The Librarian's Recommendation: Overcoming the Traps of Data in LLM-based Systems Claudionor Coelho Jr.

The evolution of artificial intelligence has led to significant advancements in natural language processing, particularly with the development of large language models (LLMs). These models have revolutionized the way we approach text analysis, generation, summarization, and translation. However, despite their impressive capabilities, LLMs are not without limitations. One of the most significant challenges they face is the phenomenon of hallucination, where the model generates false or misleading outputs [1]. This issue raises concerns about the practical deployment of LLMs in real-world applications, where accuracy and trustworthiness are paramount.

As LLMs have matured, the introduction of Retrieval Augmented Generation (RAG) pipelines has further enhanced their capabilities by allowing them to access external data sources. RAG pipelines bridge the gap between the vast knowledge stored within LLMs and the dynamic, ever-changing information available in external databases. By incorporating real-time data from these sources, RAG pipelines aim to mitigate some of the limitations of LLMs, such as outdated knowledge and non-transparent reasoning processes. However, the integration of RAG pipelines introduces new challenges, particularly in terms of data management and retrieval accuracy.

The transition from LLMs to agentic systems presents unique challenges that must be addressed to optimize performance and reliability [2]. Agents are designed to overcome the limitations of LLMs by extending their capabilities through the integration of tools and real-time data analysis. These systems can perform tasks that go beyond simple text generation, such as invoking UI widgets, conducting internet searches, and analyzing real-time data. However, the complexity of agentic systems also introduces new pitfalls, particularly related to the management and organization of data.

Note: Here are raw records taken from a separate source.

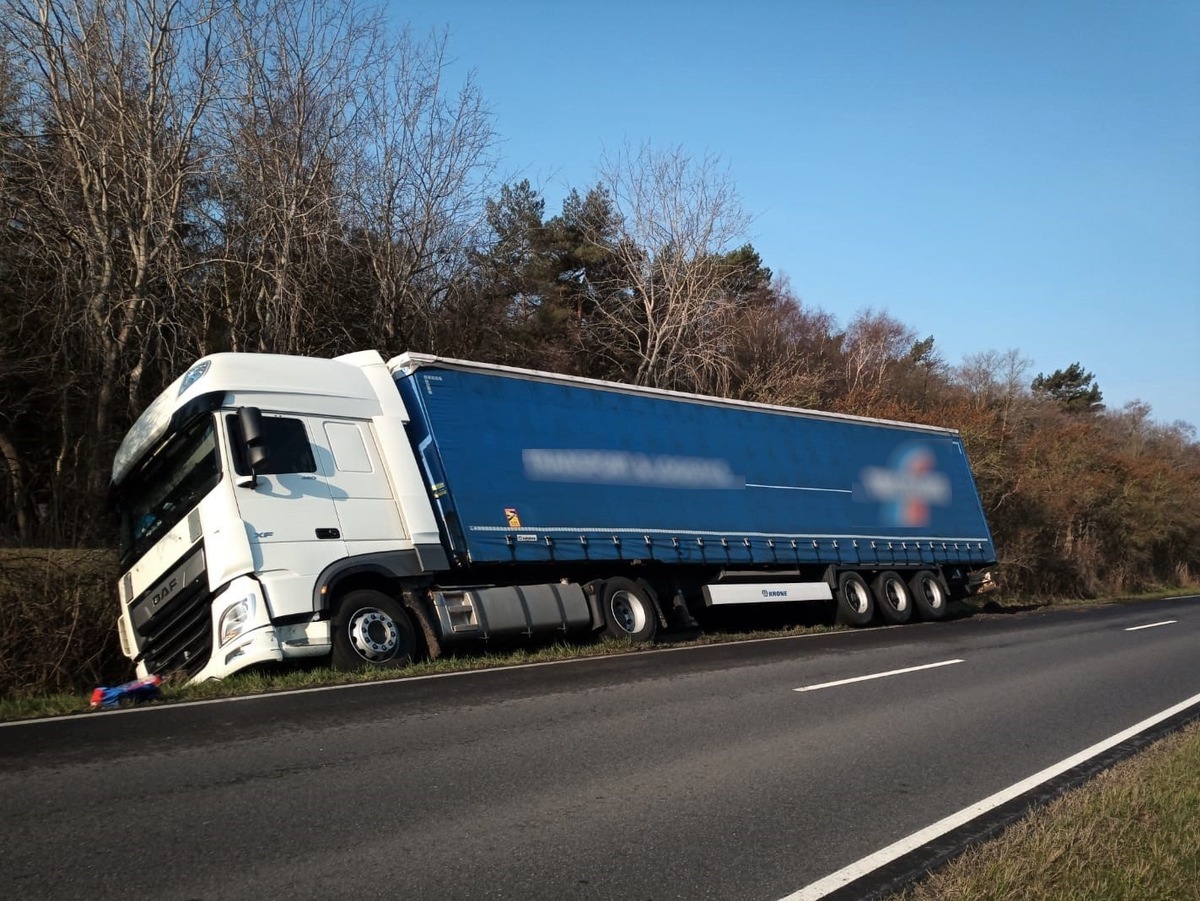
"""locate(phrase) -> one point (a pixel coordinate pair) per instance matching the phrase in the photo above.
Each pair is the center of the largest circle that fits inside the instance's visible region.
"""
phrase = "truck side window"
(288, 440)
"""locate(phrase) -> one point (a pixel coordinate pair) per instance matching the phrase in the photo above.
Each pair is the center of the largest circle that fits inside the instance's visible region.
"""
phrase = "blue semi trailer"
(276, 508)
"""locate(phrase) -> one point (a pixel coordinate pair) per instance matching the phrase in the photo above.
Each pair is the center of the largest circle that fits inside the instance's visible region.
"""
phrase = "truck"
(277, 509)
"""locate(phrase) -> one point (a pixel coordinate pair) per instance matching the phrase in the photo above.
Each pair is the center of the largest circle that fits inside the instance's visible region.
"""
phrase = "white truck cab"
(223, 556)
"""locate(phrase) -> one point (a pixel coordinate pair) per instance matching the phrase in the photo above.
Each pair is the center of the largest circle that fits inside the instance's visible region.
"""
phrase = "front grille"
(179, 635)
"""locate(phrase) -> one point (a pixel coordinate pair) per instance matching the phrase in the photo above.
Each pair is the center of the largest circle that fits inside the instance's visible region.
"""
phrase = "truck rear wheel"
(628, 610)
(929, 594)
(892, 598)
(371, 630)
(855, 604)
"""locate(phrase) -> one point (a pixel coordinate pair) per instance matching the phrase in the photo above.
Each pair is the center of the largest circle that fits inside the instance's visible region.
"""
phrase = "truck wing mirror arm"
(255, 448)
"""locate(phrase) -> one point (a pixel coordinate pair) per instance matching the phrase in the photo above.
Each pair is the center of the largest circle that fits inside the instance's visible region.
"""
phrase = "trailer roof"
(407, 364)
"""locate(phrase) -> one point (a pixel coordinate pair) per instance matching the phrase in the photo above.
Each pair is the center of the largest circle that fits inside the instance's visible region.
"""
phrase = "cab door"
(291, 518)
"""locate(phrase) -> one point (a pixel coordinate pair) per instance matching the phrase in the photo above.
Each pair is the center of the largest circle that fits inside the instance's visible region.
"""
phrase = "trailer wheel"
(628, 610)
(855, 604)
(371, 630)
(929, 594)
(893, 599)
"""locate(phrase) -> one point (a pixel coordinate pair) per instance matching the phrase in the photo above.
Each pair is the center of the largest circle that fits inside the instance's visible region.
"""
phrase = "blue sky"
(1007, 174)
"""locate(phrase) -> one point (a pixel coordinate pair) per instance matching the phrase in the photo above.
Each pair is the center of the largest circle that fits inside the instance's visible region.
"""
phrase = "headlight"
(235, 619)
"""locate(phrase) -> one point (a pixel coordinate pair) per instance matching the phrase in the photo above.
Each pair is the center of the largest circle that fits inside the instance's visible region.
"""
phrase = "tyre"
(856, 607)
(893, 600)
(371, 630)
(930, 595)
(628, 610)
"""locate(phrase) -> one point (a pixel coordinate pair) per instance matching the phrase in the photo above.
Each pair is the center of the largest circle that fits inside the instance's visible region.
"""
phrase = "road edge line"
(863, 866)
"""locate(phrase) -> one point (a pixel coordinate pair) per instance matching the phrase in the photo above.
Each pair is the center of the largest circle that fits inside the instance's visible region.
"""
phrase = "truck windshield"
(167, 487)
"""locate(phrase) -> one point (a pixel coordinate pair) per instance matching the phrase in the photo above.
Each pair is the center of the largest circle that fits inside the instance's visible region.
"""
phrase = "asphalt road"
(673, 774)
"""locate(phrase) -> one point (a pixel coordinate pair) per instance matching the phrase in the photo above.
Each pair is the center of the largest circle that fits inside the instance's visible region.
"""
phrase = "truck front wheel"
(628, 610)
(371, 629)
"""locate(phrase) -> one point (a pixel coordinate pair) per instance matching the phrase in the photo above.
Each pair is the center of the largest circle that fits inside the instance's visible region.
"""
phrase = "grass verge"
(257, 682)
(1131, 833)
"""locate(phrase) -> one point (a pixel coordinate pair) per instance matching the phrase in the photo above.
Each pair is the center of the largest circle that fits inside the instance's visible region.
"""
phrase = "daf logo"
(163, 593)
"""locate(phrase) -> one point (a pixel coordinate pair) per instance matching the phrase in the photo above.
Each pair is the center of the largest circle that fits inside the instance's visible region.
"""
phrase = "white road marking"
(876, 676)
(870, 863)
(1152, 625)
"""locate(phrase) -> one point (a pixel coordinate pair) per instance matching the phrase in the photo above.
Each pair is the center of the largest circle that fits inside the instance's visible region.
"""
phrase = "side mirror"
(250, 420)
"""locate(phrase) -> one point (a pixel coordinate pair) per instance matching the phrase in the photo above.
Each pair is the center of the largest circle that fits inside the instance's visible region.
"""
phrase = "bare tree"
(420, 187)
(874, 342)
(665, 318)
(113, 96)
(283, 137)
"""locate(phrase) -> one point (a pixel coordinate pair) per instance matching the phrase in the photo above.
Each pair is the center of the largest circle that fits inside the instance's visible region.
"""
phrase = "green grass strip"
(1131, 833)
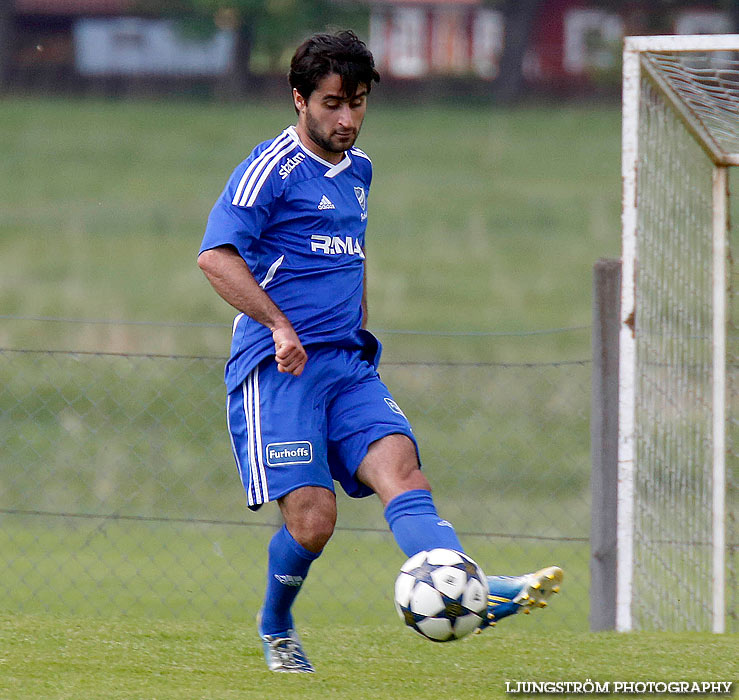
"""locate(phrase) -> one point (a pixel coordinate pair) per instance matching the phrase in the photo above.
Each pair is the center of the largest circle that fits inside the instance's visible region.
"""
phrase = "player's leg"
(390, 468)
(383, 446)
(310, 516)
(309, 513)
(279, 442)
(392, 471)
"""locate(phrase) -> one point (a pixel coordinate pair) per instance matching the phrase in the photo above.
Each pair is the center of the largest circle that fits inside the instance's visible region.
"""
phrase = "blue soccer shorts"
(287, 431)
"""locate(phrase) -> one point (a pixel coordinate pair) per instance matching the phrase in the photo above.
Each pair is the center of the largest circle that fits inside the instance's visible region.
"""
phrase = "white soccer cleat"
(284, 653)
(508, 595)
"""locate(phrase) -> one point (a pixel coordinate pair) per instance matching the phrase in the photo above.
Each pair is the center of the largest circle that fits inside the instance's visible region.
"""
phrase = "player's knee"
(310, 516)
(313, 531)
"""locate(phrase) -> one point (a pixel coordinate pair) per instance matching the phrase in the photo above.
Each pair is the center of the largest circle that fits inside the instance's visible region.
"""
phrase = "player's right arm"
(231, 277)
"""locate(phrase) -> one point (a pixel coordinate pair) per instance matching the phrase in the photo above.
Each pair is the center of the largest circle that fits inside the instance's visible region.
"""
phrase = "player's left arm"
(364, 295)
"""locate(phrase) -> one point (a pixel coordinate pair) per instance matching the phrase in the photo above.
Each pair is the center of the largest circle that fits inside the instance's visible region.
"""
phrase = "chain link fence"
(119, 496)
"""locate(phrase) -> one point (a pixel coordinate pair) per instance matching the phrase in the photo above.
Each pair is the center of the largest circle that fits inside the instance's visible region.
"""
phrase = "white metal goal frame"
(683, 92)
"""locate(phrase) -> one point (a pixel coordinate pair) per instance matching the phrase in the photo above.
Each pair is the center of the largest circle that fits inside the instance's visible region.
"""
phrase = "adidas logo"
(325, 203)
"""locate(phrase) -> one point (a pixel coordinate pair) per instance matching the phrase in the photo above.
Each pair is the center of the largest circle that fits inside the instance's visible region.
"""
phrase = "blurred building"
(570, 40)
(573, 45)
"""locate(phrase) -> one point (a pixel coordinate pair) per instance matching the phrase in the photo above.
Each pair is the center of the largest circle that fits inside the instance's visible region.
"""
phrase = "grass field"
(480, 220)
(45, 657)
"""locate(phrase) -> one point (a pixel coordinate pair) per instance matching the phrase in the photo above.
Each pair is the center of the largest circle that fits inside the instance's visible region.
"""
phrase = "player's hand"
(289, 352)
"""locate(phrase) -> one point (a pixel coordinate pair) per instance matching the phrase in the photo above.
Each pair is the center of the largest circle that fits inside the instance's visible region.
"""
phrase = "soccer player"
(285, 246)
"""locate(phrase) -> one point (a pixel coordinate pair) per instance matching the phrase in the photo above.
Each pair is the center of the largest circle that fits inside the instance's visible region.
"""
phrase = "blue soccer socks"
(417, 526)
(287, 568)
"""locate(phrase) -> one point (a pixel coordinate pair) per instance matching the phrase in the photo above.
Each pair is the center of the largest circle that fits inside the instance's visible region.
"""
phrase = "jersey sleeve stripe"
(358, 152)
(271, 272)
(278, 143)
(254, 186)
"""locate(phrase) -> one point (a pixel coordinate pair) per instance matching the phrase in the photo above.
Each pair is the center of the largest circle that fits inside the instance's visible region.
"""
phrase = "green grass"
(55, 657)
(480, 220)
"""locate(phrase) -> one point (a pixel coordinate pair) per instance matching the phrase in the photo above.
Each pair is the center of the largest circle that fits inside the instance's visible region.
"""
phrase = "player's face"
(329, 121)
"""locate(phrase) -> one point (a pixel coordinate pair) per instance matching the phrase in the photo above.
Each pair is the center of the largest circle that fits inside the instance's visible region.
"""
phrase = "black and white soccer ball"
(441, 594)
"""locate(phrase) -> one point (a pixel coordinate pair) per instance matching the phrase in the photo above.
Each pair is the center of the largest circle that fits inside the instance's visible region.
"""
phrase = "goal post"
(680, 134)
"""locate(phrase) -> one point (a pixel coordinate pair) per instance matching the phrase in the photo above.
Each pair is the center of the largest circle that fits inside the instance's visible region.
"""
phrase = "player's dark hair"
(343, 53)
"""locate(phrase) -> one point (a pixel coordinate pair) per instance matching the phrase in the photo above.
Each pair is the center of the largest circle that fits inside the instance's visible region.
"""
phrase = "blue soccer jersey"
(298, 221)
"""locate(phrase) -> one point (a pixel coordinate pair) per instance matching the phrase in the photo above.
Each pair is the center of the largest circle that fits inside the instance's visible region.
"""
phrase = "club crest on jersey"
(362, 199)
(290, 164)
(279, 453)
(335, 245)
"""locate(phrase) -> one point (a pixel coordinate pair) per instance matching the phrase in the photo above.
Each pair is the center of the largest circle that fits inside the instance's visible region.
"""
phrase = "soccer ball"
(441, 594)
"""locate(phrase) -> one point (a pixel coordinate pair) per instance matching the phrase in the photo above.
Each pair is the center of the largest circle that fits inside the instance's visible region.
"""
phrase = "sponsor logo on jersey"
(279, 453)
(326, 203)
(394, 406)
(335, 245)
(290, 164)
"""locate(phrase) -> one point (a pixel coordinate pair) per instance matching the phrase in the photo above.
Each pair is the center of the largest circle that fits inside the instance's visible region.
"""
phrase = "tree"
(264, 28)
(519, 18)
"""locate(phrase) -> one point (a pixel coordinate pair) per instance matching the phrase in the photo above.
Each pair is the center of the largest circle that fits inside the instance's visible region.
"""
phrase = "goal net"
(676, 507)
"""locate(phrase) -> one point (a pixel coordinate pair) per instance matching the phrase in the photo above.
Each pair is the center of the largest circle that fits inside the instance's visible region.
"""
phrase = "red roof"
(73, 7)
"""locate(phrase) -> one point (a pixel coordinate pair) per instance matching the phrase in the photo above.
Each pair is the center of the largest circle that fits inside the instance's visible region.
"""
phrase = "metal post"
(604, 444)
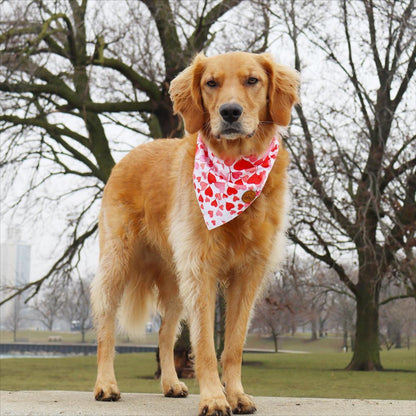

This paper aims to explore the various pitfalls associated with LLM-based systems and RAG pipelines, particularly focusing on data management issues that are often overlooked [3, 4, 5]. By examining some common data problems, we hope to provide a comprehensive guide on how to get agentic systems to work for real-life problems, by increasing their performance and reliability. The effective management of data is crucial for the success of LLM-based systems, as it directly impacts the accuracy and relevance of the generated outputs.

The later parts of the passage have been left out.